After the panic attack, the emergency room doctors put Reno on a benzodiazepine for anxiety — which he called a “horrible, evil drug” because it was so hard to get off it.

He also saw a psychologist for a while, but he stopped going when he realized that he was getting through this on his own — along with the help of his “angel of a wife,” other family, and friends.

“That second time I didn’t want to deal with it,” said Reno. “I just wanted to walk away. But I finally decided that you can’t walk away from what’s going on in your body because when you walk away, it comes with you.”

Reno, an award-winning journalist and singer-songwriter-guitarist, is now in his fourth battle with cancer. He has tumors in his abdomen, which at the moment aren’t growing — putting him in a “watch and wait” phase.

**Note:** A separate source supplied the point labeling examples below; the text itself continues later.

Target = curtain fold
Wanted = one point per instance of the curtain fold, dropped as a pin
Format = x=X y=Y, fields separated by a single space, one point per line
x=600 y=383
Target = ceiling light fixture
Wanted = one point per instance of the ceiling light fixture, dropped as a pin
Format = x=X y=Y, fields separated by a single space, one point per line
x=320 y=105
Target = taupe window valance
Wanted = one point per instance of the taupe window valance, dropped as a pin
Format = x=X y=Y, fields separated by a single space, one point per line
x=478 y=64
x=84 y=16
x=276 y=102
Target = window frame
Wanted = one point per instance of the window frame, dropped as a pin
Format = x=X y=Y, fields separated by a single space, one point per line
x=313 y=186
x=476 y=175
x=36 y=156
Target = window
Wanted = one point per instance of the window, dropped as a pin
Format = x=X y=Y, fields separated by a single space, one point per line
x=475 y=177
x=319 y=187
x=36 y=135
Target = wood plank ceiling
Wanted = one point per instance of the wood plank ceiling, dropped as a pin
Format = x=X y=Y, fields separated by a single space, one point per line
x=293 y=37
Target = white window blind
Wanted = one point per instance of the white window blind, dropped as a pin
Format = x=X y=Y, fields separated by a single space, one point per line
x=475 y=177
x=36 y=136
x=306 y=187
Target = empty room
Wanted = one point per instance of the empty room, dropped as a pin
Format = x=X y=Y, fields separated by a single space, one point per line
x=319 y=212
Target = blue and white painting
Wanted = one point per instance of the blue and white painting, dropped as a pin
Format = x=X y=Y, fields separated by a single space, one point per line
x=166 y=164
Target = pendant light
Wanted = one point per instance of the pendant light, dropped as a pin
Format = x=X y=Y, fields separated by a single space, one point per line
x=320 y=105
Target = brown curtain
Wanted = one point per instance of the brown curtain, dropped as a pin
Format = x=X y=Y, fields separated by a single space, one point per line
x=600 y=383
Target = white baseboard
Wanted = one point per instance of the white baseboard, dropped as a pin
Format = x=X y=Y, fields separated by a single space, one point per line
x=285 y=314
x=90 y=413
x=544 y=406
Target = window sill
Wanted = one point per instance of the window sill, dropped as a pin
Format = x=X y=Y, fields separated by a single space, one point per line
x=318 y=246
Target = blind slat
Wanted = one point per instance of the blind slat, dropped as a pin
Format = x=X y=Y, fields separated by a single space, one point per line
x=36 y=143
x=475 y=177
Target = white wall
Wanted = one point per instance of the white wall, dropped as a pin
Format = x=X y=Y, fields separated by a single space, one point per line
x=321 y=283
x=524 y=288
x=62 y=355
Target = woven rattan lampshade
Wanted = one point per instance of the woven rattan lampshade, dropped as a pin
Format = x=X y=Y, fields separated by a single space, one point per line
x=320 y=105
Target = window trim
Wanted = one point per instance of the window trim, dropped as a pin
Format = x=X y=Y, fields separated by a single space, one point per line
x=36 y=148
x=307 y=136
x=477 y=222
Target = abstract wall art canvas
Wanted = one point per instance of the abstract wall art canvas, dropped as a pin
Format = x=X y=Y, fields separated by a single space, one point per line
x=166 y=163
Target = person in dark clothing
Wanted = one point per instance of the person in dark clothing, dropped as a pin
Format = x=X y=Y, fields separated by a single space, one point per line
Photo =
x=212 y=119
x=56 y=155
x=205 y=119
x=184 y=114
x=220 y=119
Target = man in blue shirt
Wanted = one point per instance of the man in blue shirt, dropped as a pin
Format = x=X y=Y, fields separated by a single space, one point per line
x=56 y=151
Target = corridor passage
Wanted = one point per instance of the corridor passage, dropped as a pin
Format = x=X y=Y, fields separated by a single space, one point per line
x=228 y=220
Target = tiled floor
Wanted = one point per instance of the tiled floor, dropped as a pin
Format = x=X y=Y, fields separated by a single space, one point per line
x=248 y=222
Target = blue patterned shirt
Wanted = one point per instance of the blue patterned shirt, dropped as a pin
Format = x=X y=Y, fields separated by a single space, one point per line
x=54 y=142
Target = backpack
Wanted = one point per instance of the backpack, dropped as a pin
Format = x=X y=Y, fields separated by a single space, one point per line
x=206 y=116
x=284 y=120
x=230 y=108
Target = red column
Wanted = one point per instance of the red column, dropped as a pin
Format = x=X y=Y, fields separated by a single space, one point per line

Because of the “horrible daily pain” from the tumors, Reno only sleeps about two or three hours a night.

The pain isn’t the only thing keeping him awake at night.

“It’s also the fear and anxiety that at any time this cancer could grow again,” said Reno. “But I just don’t dwell on it. I’ve got a great family, a great career, great friends, and a great life here in San Diego.”

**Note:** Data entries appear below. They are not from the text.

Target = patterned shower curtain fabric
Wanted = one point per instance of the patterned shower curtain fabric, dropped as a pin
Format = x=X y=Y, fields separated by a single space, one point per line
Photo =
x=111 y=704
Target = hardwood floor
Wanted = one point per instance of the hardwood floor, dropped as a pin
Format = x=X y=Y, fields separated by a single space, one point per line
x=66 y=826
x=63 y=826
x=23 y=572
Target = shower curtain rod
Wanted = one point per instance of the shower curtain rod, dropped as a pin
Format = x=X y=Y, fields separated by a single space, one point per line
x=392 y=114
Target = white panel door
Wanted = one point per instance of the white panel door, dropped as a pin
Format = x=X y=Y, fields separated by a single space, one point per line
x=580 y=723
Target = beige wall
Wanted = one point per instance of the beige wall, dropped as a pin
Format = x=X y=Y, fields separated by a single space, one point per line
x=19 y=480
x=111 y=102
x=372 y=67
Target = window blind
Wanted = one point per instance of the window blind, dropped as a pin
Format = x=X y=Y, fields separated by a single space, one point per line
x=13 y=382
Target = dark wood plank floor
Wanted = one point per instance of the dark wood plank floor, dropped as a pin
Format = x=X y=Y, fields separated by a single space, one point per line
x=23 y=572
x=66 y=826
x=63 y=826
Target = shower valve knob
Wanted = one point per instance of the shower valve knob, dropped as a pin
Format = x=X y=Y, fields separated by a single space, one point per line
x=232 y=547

Reno’s book, “Hope Begins in the Dark,” chronicles the stories of 40 lymphoma survivors, many of whom have also gone through cancer several times.

Treatment and resiliency after PTSD

The most recommended treatment for PTSD is trauma-focused psychotherapy.

The Veterans Affairs agency lists several types that have strong scientific evidence to back them up, including prolonged exposure, cognitive processing therapy, and eye-movement desensitization and reprocessing.

These treatments help people process a traumatic experience through talking, visualizing, or thinking about the trauma.

Medications for depression and anxiety — such as Zoloft, Paxil, and Prozac — are also sometimes used.

However, Etkin said that the “effectiveness of medications for PTSD is very questionable.”

In theory, psychotherapy may also better prepare people to respond to future traumas compared to medications.

“Typically, after you stop taking the medication, its effects go away, in terms of the adaptations it’s making on the brain,” said Etkin. “But psychotherapy hopefully has taught you skills that you can apply the next time you are in another traumatic situation.”

For some, one skill learned through trauma is to just keep going.

“No matter what kind of trauma you’re going through, even if it’s multiple times, you have to look at the bright side of life. You have to remember that you’re still here,” said Reno. “Every day I wake up, I have a smile on my face because I’m still here and I can do the things I love to do.”